Objective 4: Progress the Scientific State-of-the-Art for the Foundations of Trustworthy AI
The overall scientific objective of TAILOR is to develop the scientific foundations for trustworthy AI. Trustworthy AI is high on both the political and scientific agenda for AI (cf. the report of the High-Level Expert Group on AI), and it is considered one of the hallmarks of AI made in Europe. Developing trustworthy AI requires all of artificial intelligence to work in sync. The technological foundations for AI are learning, reasoning and optimisation, but they do not work seamlessly together, as they were developed independently. Therefore, realizing trustworthy AI is not possible without tightly integrating learning, reasoning and optimisation.
Objective 5: Build sustained collaborations with academic, industrial, governmental, and community stakeholders on the Foundations of Trustworthy AI
The TAILOR project will develop an Innovation and Transfer Program to develop synergies and cross-fertilization between industry and the TAILOR network as well as foster innovation and exploit new ideas.. The program will organize multi-stakeholder theme development workshops to define the strategic private and public sector challenges and the research necessary to address these. The identified strategic challenges will then be further refined and embodied in uses cases, competitions, challenges, and benchmarks. TAILOR will support industry internships and develop a common academic/industrial PhD programmes and post-PhD programmes with a focus on industrial challenges. The numbers in the table below indicate the goals to be reached at that point in time.

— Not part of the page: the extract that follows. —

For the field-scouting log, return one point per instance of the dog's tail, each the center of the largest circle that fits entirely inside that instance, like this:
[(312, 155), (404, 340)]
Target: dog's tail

Objective 6: Increase Knowledge and Awareness of the Foundations of Trustworthy AI across Europe
To maximize the impact and awareness of the TAILOR project, well-orchestrated dissemination and communication activities are necessary. The activities will be aimed to spread the knowledge generated in the project to become a reference point for researchers on Trustworthy AI in Europe, for connecting and preparing the exploitation of this knowledge at an industrial level through tight collaboration with Digital Innovation Hubs, and strengthen the AI-on-Demand platform with assets generated in the project. TAILOR will identify the most relevant stakeholder groups (WHO) and which results to disseminate and communicate to each group (WHAT), develop detailed plans for communication, dissemination and exploitation with concrete actions (HOW), timeline (WHEN), and assign responsibilities to specific partners for implementing these actions (BY WHOM). These activities will be continuously monitored to assess their effectiveness.